Valet Hero is another game with a single issue that causes major problems. The game is essentially Flight Control in a car park, but it offers enough innovation to be one of the best line-drawing games on the App Store. Unfortunately, it then ruins everything by introducing cars that cannot be controlled, which inevitably smack into one of yours, ending the game. In Flight Control, the medical plane in the Outback map isn’t a problem, because it warns of its approach and its path is defined before it enters the map. In Valet Hero, police cars arrive with barely a second’s notice, don’t pre-warn of their route, and there’s often no way you can get your slower cars out of their path. Games should always make it so your go is ended by mistakes on your part—you should realise where you’ve screwed up, think you can beat the game if you improve, and then try again. With Valet Hero, everything’s too random, and no matter how skilful you are, you may come unstuck because of poor game design.

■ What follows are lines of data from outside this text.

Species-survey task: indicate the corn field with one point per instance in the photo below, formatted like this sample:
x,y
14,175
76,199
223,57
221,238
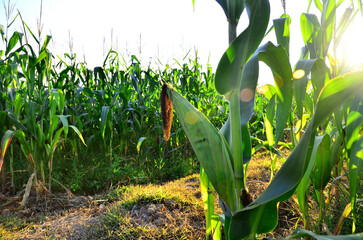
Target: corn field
x,y
67,127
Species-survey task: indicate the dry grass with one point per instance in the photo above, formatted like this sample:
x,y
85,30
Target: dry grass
x,y
169,211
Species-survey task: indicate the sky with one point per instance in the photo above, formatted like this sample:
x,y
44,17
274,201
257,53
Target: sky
x,y
152,30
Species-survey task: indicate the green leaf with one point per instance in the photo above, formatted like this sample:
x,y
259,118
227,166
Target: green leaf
x,y
78,133
104,116
261,215
5,142
207,191
320,174
282,31
302,70
46,42
138,146
355,173
229,71
302,189
300,233
210,147
64,121
12,42
2,32
232,8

But enough of games. My app of the week is the utterly fantastic RunKeeper Pro. This fitness app uses GPS to track your route during runs and walks. The interface is lovely, providing audio feedback, integrating live mapping, and enabling integration with your music. For times when you exercise in a gym or without your iPhone, there’s manual input. And for an added bonus your workouts are uploaded to the RunKeeper website, which you can use to access further data (such as elevation during runs), edit routes (for times when your GPS signal goes wonky), create a ‘street team’, and define how your runs are shared with the world.

There are perhaps better tracking apps on the store for ramblers, but to argue that is missing the point: RunKeeper isn’t about tracking alone—it’s effectively a replacement for Nike+, a full-on stats and tracking app for people wanting to get fit(ter). Although the Pro version’s extra features and great value get it the App of the Week award, the free version’s also an amazing app and boasts most of the features of its paid-for cousin, although there’s the inevitable integrated advertising to fund everything.